Ray piensa si debería sacar el celular del bolsillo, marcar unos números y despedirse de alguien, pero desiste. No vale la pena. Y tal vez ni siquiera tenga tiempo, porque ahora que se acerca ese niño en bicicleta, ahora mismo Ray sabe que otro golpe de pedal ya no encontrará lugar y así vendrá la catástrofe. No bastará esta vez con eliminar años enteros de la escuela, o las caras de sus amantes, o las estadísticas de béisbol aprendidas a lo largo de toda la vida.

Ray necesita una solución, ahora mismo, pero tampoco le queda sitio para pensar en soluciones. El dedo índice se enrosca al gatillo, la pistola asoma del saco y parece que fuera a apuntar sola.
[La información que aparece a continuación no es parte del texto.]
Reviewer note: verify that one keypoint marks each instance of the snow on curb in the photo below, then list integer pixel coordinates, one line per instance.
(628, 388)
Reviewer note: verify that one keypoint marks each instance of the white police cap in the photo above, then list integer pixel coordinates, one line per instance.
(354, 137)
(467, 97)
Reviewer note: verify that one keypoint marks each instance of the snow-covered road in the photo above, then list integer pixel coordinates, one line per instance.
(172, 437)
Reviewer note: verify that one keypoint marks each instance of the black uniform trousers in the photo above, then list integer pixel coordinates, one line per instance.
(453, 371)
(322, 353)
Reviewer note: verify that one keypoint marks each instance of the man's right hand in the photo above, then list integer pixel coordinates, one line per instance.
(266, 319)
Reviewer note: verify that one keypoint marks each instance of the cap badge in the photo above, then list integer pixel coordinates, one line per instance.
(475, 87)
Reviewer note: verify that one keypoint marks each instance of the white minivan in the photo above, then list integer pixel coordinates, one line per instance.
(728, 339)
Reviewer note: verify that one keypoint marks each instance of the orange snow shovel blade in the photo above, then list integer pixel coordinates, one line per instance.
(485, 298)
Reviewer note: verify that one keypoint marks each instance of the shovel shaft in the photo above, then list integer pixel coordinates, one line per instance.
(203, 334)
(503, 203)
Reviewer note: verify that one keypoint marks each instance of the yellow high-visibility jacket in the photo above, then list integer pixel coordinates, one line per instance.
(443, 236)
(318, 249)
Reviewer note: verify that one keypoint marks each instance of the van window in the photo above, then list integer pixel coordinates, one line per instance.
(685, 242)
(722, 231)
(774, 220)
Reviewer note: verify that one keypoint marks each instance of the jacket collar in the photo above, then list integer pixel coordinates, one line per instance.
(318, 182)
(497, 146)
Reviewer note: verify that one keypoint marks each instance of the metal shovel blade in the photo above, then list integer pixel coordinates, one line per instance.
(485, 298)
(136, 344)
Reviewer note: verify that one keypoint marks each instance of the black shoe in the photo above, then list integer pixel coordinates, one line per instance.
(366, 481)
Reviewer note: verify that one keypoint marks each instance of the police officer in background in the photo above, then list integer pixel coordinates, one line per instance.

Entonces se oye el primer disparo, pero no viene del arma de Ray sino de adentro del edificio, allá donde la explosión hiere las paredes cubiertas de graffiti. Con precisión de cirujano, la bala elimina en un instante cada fragmento de escuela, cada rasgo de amante, cada partido de béisbol, cada niño que ha pedaleado ante los ojos de Ray, y así Ray tiene un momento, un solo momento del que casi no llega a darse cuenta, un momento brevísimo pero suficiente, valioso, inapreciable, de alivio.